再说回如今,天子今年封了郭表为乡侯,并升为中垒将军,提拔了郭表的儿子郭详为骑都尉,并追封了太后的父母。太后自然向陛下表达了谢意。但很克制,并没有大肆庆贺。
这个世上永远也不乏多事的人,与他有关没关都要插一脚、多一嘴。关于封侯这件事情,当年,曹叡继位后,追封他的生母为皇后,并追封了外祖父,并让外祖父的孙子继承爵位。其实这本是人之常情,他继位,必然要提升母亲家的地位,方显示帝王的尊贵。这本与郭太后无涉,偏就有些别有用心的小人,见识不多,算计不少,就跟郭家的人私下说嘴,说陛下厚此薄彼,郭家还有太后在,竟然不得封,枉费郭太后当年教养他。
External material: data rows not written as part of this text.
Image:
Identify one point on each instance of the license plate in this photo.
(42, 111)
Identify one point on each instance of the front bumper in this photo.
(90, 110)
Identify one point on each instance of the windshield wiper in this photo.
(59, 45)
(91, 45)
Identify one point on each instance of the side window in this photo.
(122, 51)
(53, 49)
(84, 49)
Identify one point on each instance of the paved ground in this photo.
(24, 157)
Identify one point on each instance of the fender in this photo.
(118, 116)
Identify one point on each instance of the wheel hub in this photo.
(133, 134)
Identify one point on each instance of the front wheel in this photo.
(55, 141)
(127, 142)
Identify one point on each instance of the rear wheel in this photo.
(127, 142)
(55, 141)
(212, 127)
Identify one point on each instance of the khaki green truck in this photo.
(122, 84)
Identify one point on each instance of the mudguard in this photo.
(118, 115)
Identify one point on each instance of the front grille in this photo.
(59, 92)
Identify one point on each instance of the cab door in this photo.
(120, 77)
话传到了郭太后的耳朵里,先令郭家人噤声,不许再说这样话,进而悄悄劝解道:“无论如何,他继位第一件事须得尊我为皇太后。我是嫡母,身份在这里。他既然为帝,必然要抬升母家,这不只是孝道,也是为了帝王自己的体面。有我这个太后在,就是郭家最大的体面。你们去攀这个做什么?自古皇帝最怕什么?外戚擅权。有我在,他又得做孝子,他不怕外戚势力太大?我现在外面的事情一概充耳不闻,是为了什么?你们听我的,安分守己,好好做手里的差事,为国尽忠,不会吃亏的。若听那起小人播弄是非,攀比起来,万一冒犯到陛下,你不但什么也争不来,说不定反落不是。倘或有人以后再拿你们跟甄家比,你们就说‘陛下生母之家,原应如此。’搪塞过去便罢了。”禁住郭氏一族,令他们谨慎行事。果不其然,最近陛下对郭家的封赏也渐渐地上来了。郭家看郭太后说的都应验,便更加恭谨行事。果然郭表又被升至昭德将军,加金紫,位特进,并让他二儿子也做了骑都尉。
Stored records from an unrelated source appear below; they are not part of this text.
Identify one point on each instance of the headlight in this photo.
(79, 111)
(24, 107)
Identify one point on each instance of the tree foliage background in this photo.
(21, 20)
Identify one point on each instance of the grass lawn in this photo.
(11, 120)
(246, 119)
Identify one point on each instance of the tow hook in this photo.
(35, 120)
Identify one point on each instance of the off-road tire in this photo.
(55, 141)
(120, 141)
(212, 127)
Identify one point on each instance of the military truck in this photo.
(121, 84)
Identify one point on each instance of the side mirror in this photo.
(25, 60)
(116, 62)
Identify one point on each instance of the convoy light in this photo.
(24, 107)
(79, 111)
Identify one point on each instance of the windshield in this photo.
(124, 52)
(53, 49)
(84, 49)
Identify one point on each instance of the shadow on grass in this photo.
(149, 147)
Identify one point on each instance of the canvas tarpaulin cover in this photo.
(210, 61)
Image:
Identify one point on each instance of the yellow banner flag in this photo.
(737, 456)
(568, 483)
女王最近顾不得这些事,太皇太后病倒在床上。女王每日要去照料太皇太后的病情,守着一个垂危的老人,心里也着实沉重。终于那一天还是到来了。
在皇宫里停灵,进行了各项祭祀仪式后,太皇太后的灵柩要发回邺城葬于太祖高陵。由于去得远,而朝中还有各种事务,正在商讨攻打蜀国之事宜,不可因私废公,故而天子也未为送葬。他于宫门目送灵柩渐行渐远,自己心里也感慨,果然自己是个心硬的人了。上次他们阻拦他去为父亲送葬,他还心有犹豫,看着灵柩出门之时,也不是没有心虚,怕于礼不合。可是这次他是没有心肠了。
平心而论,大母对他向来很好,只是两年前那次谣言事件,想不让他寒心那是不可能的。至少让他觉得他在祖母心里的分量远不如四叔。是,她是对自己不错,可是一旦牵扯到四叔,自己就得靠边站了。他不由得又想起他母亲。他母亲的事一出,他其实就对大母也有一点隔阂了。他觉得他母亲当年那么孝顺大母,被弃在邺城,竟然没个人帮她说句话。大母后来辩解说自己问过父皇,只是他不为所动。但是……但是那几年大母为了四叔是怎么不厌其烦地跟父皇说好话他是看在眼里的。他想,您对我母亲的所谓关心也就是您问了我父亲那一次而已吧?有这一半的用心也许不至于结果坏到那个地步。果然不是亲生的就是不一样啊。不过有时候他又劝解自己,父母之间的事情大母大概也插不上手吧?也便不去跟他大母计较了。可是谣言这事情一出,他再一次在自己的亲人那里体味到了人情冷暖,又结合之前那些情绪,他对他大母真的有些心凉了。反正他有国事要处理,邺城又远,多么冠冕堂皇的理由,他便不去送葬了。
且说曹叡这边安排好了太皇太后的葬礼,便着手准备好战事,诏大司马曹真、大将军司马懿伐蜀。待为大军送了行,天子便东巡,来到了许昌宫。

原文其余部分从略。